Sophie Vossenaar of KLM, who served as president in 2000–2001, says her experience on the board proved useful later in life. (She left the airline in 2003 and went on to hold senior management positions in the nonprofit sector.) “My membership on the WAEA board was, for me, an alternative to management training,” she explains. “Being part of a board made up of people from very culturally diverse backgrounds was interesting, and I also learned a lot from going through a tender process for the management of the association.”
Under such female stewardship the association did grow, but not without the hurdles endemic to the time. “There were glass ceilings everywhere in the world, which explains why it took us so long [eight years] to have a female president,” Tarver says. “We were still a product of our times.”
The glass ceiling remains to this day, and perhaps has been felt even more acutely in recent years as airline company structures evolve. “As IFEC decision-making moves from marketing to tech ops and tech procurement teams, I’m seeing more men represented and fewer women,” Rogozinski says. Although women at airlines are still more prominent in marketing departments, more and more are joining technical departments, she notes. As for APEX’s member vendors, Rogozinski says they aren’t quite as women-centric as the association itself.

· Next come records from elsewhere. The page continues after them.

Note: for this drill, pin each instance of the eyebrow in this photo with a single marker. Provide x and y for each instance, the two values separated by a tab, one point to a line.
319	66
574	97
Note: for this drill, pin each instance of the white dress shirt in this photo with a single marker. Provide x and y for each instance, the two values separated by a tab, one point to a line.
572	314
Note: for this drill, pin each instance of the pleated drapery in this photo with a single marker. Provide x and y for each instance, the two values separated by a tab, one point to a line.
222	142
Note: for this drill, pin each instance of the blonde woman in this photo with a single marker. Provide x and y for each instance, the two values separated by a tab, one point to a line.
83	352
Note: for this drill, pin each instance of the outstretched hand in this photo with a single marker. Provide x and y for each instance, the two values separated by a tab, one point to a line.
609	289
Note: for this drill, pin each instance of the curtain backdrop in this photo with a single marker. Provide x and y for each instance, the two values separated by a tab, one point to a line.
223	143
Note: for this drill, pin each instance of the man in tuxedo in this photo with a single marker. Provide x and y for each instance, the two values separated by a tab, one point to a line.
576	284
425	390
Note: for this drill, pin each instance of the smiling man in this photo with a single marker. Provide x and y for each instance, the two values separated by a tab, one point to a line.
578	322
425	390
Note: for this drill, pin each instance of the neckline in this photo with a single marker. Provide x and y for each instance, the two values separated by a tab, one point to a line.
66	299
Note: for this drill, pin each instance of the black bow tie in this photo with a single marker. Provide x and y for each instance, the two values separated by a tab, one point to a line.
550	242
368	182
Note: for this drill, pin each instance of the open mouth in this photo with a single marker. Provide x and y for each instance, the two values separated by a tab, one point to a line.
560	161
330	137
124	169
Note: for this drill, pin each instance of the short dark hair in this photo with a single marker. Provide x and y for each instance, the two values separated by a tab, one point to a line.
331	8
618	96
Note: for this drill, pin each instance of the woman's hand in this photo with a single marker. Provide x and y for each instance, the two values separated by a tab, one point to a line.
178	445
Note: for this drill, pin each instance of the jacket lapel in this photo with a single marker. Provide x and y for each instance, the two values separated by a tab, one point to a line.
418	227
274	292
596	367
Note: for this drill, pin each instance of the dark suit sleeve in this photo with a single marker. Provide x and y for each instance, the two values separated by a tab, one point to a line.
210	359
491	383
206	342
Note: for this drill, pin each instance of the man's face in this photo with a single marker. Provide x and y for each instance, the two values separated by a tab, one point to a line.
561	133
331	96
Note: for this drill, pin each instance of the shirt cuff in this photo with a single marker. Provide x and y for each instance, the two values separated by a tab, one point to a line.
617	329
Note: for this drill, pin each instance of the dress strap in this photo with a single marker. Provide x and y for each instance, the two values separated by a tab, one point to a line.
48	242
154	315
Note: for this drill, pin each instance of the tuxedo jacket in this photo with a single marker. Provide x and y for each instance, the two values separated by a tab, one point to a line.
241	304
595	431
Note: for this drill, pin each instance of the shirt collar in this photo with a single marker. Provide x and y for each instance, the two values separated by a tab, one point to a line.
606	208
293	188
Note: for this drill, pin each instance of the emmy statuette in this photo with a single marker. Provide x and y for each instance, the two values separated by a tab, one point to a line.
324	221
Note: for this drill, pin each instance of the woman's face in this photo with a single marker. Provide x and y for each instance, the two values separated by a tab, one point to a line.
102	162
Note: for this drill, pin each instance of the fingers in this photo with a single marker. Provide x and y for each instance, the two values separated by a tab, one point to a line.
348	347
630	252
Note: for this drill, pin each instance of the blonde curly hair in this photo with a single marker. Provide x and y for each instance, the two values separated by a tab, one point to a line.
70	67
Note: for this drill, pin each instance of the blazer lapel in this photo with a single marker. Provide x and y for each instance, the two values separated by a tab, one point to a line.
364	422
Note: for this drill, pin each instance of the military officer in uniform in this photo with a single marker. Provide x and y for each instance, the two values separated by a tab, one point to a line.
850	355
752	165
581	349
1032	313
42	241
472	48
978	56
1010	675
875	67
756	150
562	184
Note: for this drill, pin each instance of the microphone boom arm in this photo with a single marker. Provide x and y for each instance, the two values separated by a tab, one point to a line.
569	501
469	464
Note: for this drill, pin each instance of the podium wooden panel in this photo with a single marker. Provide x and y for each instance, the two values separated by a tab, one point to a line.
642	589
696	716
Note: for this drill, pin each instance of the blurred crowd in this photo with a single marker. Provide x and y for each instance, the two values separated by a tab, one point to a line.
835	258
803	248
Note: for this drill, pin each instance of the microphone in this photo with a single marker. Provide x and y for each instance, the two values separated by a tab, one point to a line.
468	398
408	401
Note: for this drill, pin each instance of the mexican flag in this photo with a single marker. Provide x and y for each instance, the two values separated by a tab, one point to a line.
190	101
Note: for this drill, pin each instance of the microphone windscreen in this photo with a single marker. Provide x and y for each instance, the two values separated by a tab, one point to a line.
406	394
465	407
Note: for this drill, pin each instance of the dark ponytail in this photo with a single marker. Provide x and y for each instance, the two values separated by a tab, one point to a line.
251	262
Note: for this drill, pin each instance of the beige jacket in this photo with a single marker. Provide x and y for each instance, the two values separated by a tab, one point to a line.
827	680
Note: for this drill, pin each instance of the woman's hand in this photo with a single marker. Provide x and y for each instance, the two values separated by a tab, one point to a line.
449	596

It is over a decade since women outnumbered men on the association’s board of directors, but balance is being slowly restored. In 2018, of the six members on the newly inaugurated Board of Governors (a group of airline CEOs appointed to help the industry define its goals) only one was a woman: Claudia Sender of LATAM. “This year, we already have four female CEOs confirmed for the Board of Governors,” says Maura Chacko of Spafax, who’s been on the board of directors since 2015.
At this year’s EXPO, Chacko hopes to see the male CEOs address how they plan to encourage more women into leadership roles – a question that was directed solely to Sender last year. “I don’t think the onus should always be on the other women leaders,” Chacko says. “We all need to take ownership of it.”